Indirect
chromatographic method for vapor pressure determination
Abstract: Indirect chromatographic methods for evaluation of vapor pressures from retention times
(GLC-VP) are fast and commercial gas liquid chromatographs can be used without any modifications. As show by our group, vast majority of previously published data is burdened with significant systematic errors. Combination of GLC-VP method with our four self-made apparatuses seems to be promising in selected important applications.

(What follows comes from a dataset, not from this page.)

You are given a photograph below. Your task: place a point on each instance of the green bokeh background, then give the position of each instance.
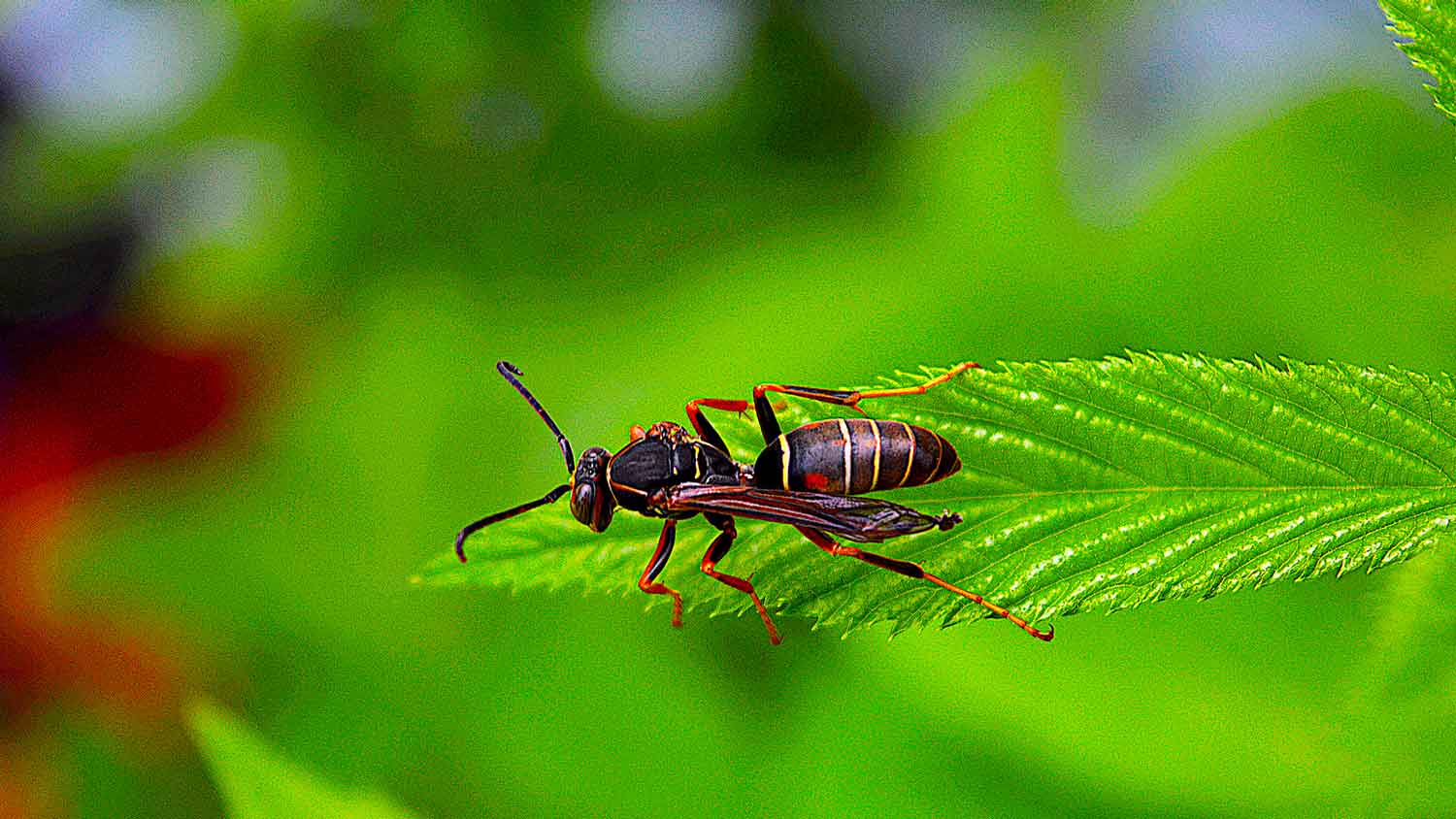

Indirect chromatographic methods for evaluation of vapor pressures from retention times (GLC-VP) used to be very popular in the community of environmental chemists. This can be easily understood, as "classical" methods are typically not suited for measurements in millipascal to micropascal pressure range required for environmental applications (most frequently for evaluation of chemicals fate in the environment). Moreover, GLC-VP method has obvious advantages over traditional methods; impurities do not influence results, small amount of sample is required and measurements are relatively fast (one experimental point can be measured within hours or even minutes). Remarkably, it yields vapor pressures for supercooled liquid, required in environmental applications and not accessible by direct methods; recalculation from solid state to supercooled liquid state is however impossible without uncertain extrapolations or some approximations [1; 2]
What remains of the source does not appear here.